Europêche, the main representative body speaking for the European fishing industry, says that some tuna products appearing on the EU market are falsely claiming to have been caught without the use of FADs.

Fish aggregating devices are floating objects that have been employed for hundreds of years in both commercial and recreational fisheries to improve methods when catching ocean going pelagic species including tuna.

FADs typically consist of bamboo rafts with buoys attached for its location that could be drifting in the ocean or anchored at the sea floor to improve fish catching methods.

According to a recent survey carried out by the European Parliament on the use of FADs in tuna fisheries, 11 out of 13 stocks of tropical tunas around the world are found to be at healthy biomass levels.

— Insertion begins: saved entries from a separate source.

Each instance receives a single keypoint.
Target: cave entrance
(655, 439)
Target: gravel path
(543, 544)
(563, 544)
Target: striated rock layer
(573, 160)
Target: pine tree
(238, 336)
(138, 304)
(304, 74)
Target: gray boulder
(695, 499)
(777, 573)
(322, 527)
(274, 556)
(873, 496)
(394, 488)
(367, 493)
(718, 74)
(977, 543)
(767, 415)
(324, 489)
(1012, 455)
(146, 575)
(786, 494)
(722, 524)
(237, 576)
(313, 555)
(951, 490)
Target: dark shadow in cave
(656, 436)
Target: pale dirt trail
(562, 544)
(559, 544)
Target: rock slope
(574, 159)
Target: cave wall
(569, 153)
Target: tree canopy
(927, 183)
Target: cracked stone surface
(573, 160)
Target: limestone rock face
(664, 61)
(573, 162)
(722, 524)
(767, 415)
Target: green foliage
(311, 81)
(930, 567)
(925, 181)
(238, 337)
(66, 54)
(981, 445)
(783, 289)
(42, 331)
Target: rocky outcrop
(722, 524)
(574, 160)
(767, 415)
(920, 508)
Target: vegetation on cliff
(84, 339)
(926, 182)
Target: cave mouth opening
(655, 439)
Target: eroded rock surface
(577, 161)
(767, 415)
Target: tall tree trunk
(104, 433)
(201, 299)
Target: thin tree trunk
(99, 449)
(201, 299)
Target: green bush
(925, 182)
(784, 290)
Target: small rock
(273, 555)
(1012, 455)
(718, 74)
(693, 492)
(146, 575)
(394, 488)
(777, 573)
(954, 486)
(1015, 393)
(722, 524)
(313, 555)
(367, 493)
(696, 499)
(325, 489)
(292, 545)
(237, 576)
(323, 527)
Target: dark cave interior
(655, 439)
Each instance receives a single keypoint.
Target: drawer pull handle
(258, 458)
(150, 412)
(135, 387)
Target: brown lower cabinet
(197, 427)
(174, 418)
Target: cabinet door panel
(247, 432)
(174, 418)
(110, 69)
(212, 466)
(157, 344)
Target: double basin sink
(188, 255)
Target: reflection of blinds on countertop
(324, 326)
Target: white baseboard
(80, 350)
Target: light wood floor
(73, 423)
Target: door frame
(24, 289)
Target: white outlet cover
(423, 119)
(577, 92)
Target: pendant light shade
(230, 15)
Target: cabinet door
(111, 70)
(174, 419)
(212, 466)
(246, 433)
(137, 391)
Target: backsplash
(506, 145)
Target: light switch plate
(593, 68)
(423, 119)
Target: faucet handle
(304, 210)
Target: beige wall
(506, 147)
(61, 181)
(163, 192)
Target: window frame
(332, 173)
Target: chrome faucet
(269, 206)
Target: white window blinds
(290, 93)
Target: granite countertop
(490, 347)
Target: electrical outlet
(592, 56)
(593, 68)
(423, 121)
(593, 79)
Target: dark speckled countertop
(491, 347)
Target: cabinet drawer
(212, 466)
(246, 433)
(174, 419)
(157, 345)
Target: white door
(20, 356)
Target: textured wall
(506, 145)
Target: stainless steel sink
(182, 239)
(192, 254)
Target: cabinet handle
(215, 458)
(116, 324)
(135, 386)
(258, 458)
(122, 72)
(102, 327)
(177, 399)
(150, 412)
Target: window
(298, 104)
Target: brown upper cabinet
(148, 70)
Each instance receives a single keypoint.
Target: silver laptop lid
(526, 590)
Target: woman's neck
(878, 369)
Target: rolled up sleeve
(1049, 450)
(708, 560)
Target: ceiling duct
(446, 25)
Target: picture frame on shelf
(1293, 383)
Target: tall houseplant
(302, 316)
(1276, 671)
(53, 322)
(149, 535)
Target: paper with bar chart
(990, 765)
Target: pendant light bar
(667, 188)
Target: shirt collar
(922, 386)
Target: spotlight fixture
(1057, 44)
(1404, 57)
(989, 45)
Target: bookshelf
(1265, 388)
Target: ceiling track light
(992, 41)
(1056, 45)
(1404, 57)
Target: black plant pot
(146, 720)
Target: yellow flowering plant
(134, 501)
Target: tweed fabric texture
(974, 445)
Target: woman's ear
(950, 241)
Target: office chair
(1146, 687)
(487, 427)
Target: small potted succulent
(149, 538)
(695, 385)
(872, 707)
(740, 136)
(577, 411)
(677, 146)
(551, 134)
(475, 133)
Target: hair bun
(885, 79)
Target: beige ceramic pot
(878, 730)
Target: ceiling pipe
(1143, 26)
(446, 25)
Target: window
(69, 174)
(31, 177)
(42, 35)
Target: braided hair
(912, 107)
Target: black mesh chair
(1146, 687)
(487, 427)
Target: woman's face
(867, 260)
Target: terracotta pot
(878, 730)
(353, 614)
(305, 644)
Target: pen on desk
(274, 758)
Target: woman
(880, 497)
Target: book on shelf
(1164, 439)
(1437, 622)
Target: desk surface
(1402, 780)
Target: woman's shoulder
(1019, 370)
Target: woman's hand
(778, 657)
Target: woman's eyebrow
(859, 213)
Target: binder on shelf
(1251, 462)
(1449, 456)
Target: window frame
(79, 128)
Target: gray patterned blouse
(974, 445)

Europêche warns that the current proliferation of ‘FAD Free’ tuna on the EU market based on self-certification could be unregulated, fraudulent and highly misleading to the consumer.

Javier Garat, President of Europeche said: “International fishing fleets must be strictly controlled and monitored across the entire supply chain. Therefore, Europêche advises that FAD Free tuna should be only purchased from independently certified systems with a proper and transparent chain of custody in place.”

FADs are used for the vast majority of the tuna purse seine fleet and support thousands of livelihoods of coastal communities all over the world. In fact, 93 per cent of the recent tropical tuna catch came from healthy stocks and a high proportion (more than 65 per cent) of that came from fisheries using FADs.